En el vecindario se mezclaban edificios restaurados y decrépitos. El de Hayes pertenecía a esta última categoría. En la escalinata de entrada aparecían numerosas pintadas. Jason entró en el vestíbulo y advirtió que varios buzones estaban rotos, al igual que la cerradura de la puerta. El apartamento de Hayes se encontraba en el tercer piso. Jason comenzó a ascender por la escalera tenuemente iluminada. Olía a moho y humedad.
El edificio era grande, con un apartamento por piso. En el tercero, Jason tropezó con varios ejemplares del Boston Globe con su correspondiente envoltorio de plástico.
Como no había timbre, golpeó la puerta con los nudillos. Al no obtener respuesta, llamó un poco más fuerte. La puerta se abrió un par de centímetros con un chirrido. Al bajar la vista, se percató de que la cerradura había sido forzada hacía poco y que faltaba parte del marco. Entonces, con gran cautela, empujó la puerta con el índice.
Volvió a chirriar como si gimiera de dolor.
—Hola —exclamó. Nadie respondió. Entró en el apartamento—. Hola. —No se oía ningún sonido, salvo el del agua del depósito del baño. Cerró la puerta tras de sí y atravesó el oscuro vestíbulo en dirección a una puerta entornada. Echó una ojeada y a punto estuvo de salir huyendo. La sala de estar, antaño decorada con bonitas antigüedades y reproducciones, había sido arrasada. Todos los cajones del escritorio y el aparador habían sido sacados y vaciados en el suelo. Los cojines del sofá estaban rajados, y el contenido de una enorme librería diseminado por el piso. Caminando con precaución entre ese caos, Jason inspeccionó un pequeño dormitorio, que se encontraba en el mismo estado que la sala, y luego se dirigió al vestíbulo en dirección a lo que supuso sería el dormitorio principal. También había sido destrozado; los cajones y la ropa del armario yacían en el suelo. Jason observó que todos eran trajes de hombre.

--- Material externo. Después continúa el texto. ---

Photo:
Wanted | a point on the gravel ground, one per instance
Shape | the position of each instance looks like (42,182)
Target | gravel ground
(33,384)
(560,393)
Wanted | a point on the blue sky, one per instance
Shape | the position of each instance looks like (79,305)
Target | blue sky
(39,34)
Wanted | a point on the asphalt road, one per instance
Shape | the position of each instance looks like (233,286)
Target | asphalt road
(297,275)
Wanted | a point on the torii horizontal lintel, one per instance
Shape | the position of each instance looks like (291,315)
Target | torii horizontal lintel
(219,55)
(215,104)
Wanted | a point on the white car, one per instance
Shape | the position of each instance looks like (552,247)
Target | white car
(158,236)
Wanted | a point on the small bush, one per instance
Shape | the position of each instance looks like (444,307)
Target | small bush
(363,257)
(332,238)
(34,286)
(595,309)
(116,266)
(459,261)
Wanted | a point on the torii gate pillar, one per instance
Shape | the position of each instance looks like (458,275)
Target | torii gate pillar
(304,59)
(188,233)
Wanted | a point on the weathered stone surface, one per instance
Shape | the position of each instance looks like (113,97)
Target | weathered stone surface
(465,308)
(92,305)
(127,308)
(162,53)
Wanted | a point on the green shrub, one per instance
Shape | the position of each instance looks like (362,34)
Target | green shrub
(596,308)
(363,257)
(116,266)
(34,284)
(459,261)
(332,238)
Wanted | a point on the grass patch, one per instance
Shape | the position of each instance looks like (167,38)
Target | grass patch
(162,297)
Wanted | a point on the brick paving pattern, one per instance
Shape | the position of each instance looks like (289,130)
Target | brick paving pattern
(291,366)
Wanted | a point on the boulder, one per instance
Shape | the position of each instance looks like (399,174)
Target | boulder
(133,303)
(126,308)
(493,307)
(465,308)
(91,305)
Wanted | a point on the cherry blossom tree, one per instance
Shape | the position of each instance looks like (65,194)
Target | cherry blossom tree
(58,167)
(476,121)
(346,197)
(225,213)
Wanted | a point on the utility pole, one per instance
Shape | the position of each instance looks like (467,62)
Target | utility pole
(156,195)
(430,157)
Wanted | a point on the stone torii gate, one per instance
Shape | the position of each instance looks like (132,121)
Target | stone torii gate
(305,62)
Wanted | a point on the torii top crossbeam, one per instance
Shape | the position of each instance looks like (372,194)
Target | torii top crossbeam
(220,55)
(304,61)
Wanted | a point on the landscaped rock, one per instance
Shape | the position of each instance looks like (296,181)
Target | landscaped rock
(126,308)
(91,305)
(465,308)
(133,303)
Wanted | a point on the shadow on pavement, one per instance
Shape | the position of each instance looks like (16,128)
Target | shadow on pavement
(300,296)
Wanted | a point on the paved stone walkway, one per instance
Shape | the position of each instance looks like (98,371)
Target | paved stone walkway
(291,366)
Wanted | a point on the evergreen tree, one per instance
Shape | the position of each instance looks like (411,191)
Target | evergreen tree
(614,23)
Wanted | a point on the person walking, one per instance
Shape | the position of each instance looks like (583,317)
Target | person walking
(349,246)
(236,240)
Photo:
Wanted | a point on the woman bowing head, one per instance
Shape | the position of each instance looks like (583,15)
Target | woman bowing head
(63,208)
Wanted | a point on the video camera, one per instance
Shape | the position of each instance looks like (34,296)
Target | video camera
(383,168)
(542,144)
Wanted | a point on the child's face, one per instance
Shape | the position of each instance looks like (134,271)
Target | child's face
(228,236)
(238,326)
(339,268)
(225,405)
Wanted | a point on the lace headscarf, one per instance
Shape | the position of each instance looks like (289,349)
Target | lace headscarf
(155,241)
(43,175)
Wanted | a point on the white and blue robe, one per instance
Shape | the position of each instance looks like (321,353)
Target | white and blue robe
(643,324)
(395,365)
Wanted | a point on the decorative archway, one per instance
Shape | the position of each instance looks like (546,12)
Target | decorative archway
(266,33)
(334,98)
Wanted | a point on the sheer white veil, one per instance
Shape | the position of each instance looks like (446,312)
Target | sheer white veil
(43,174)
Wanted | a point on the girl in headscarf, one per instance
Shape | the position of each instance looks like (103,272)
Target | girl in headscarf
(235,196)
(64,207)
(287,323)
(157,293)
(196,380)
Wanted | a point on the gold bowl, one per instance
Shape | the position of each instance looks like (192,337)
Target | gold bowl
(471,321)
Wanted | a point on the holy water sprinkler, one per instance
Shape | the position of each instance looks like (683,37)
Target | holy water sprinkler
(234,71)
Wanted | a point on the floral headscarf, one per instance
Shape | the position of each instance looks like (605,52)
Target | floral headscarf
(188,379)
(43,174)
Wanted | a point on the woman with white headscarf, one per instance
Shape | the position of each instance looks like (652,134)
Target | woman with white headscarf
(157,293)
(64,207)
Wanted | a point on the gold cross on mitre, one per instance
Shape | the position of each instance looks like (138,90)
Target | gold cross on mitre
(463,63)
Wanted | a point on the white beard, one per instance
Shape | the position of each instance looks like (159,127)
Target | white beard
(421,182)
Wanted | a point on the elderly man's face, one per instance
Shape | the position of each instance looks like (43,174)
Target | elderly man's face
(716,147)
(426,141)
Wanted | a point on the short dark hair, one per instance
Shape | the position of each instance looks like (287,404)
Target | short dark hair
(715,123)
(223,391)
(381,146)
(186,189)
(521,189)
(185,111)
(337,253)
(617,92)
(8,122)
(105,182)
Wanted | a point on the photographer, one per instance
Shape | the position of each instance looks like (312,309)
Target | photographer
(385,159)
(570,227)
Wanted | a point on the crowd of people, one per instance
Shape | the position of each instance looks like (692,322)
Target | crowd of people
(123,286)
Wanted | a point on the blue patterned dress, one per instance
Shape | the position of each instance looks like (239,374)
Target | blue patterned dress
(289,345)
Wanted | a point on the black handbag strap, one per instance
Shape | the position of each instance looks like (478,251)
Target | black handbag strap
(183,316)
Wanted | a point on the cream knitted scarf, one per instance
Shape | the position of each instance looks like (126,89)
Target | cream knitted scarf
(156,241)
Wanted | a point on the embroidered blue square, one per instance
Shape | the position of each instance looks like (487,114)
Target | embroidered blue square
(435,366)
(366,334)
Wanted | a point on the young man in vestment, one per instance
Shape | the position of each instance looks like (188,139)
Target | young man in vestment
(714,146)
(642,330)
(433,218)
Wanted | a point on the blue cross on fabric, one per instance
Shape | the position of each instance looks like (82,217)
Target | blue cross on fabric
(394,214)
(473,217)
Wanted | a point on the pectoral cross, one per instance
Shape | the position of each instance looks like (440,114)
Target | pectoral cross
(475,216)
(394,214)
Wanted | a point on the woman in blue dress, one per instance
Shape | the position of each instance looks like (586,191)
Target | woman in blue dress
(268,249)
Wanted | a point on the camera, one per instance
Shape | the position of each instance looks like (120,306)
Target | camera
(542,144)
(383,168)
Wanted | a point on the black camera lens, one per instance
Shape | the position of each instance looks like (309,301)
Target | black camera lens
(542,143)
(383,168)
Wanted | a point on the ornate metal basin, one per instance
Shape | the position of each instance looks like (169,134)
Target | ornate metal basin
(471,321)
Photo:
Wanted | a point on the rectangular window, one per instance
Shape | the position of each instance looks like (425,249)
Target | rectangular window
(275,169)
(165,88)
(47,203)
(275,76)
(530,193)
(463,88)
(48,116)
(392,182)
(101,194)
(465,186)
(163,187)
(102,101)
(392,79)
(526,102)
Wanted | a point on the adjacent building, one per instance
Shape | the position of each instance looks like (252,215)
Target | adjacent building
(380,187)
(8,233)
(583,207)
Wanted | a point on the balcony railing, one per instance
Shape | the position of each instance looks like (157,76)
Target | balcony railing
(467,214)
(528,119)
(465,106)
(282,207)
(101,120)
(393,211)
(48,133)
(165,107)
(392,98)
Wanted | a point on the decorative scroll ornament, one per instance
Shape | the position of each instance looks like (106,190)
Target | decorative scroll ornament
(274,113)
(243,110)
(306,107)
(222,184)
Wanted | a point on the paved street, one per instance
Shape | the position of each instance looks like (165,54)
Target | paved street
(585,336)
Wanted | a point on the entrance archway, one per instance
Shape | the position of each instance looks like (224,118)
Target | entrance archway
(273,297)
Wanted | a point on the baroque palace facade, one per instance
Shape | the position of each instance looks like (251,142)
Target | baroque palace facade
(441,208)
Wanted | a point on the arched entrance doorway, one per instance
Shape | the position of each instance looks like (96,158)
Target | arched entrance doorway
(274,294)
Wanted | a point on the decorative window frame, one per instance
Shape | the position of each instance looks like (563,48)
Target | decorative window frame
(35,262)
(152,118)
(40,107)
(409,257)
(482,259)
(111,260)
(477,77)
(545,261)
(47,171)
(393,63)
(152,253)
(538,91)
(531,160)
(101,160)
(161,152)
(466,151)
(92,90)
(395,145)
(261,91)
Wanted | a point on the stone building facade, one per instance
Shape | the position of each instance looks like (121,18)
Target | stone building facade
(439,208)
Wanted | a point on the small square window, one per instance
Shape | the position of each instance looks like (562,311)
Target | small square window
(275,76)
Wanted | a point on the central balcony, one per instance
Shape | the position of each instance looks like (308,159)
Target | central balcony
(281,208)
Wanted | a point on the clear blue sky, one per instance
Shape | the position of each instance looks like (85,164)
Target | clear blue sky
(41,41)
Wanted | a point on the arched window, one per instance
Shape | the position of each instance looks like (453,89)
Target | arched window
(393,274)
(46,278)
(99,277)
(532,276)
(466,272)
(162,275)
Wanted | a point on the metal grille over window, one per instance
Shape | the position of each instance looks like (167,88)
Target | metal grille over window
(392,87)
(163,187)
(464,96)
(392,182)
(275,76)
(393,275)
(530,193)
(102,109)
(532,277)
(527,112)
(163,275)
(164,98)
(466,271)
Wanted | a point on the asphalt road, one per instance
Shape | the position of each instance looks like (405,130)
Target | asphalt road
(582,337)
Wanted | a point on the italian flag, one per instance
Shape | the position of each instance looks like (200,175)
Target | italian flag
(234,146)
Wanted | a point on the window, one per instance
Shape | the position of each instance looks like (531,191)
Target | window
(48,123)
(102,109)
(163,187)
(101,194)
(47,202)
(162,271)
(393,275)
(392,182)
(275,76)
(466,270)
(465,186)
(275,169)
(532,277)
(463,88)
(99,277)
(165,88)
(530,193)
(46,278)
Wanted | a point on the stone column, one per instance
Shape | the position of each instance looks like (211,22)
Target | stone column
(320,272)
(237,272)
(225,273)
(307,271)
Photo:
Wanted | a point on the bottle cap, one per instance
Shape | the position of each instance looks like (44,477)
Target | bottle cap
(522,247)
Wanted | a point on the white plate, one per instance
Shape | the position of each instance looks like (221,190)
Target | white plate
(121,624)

De pronto oyó que la puerta del frente rechinaba, y un estremecimiento le recorrió la espina dorsal. Arrojó las prendas al suelo. Pensó en preguntar: «¿Hay alguien aquí?», esperando que fuera Carol Donner, pero estaba demasiado asustado.
Permaneció inmóvil, aguzando el oído para captar algún sonido. Tal vez una corriente de aire había movido la puerta… Luego oyó un golpe seco, como el de un pie al chocar contra un libro o un cajón. Decididamente había alguien en el apartamento, y Jason tuvo la sensación de que quienquiera que fuese sabía que él se hallaba allí. La frente se le llenó de gotas de sudor que empezaron a deslizarse por su nariz. La advertencia del detective Curran respecto a que el mundo de la droga era peligroso cruzó como un relámpago por su mente. Se preguntó si habría manera de escabullirse de allí, pero observó que se encontraba al final de un largo pasillo.
De repente una figura corpulenta llenó el vano de la puerta. Aun en la oscuridad Jason supo que empuñaba un arma.
Presa de un pánico atroz, el corazón le galopó en el pecho. Siguió clavado en su lugar. Una segunda figura, más pequeña, se unió a la primera, y juntas entraron en la habitación. Luego avanzaron hacia Jason lentamente. Durante lo que le pareció una eternidad, Jason tuvo ganas de gritar o echar a correr.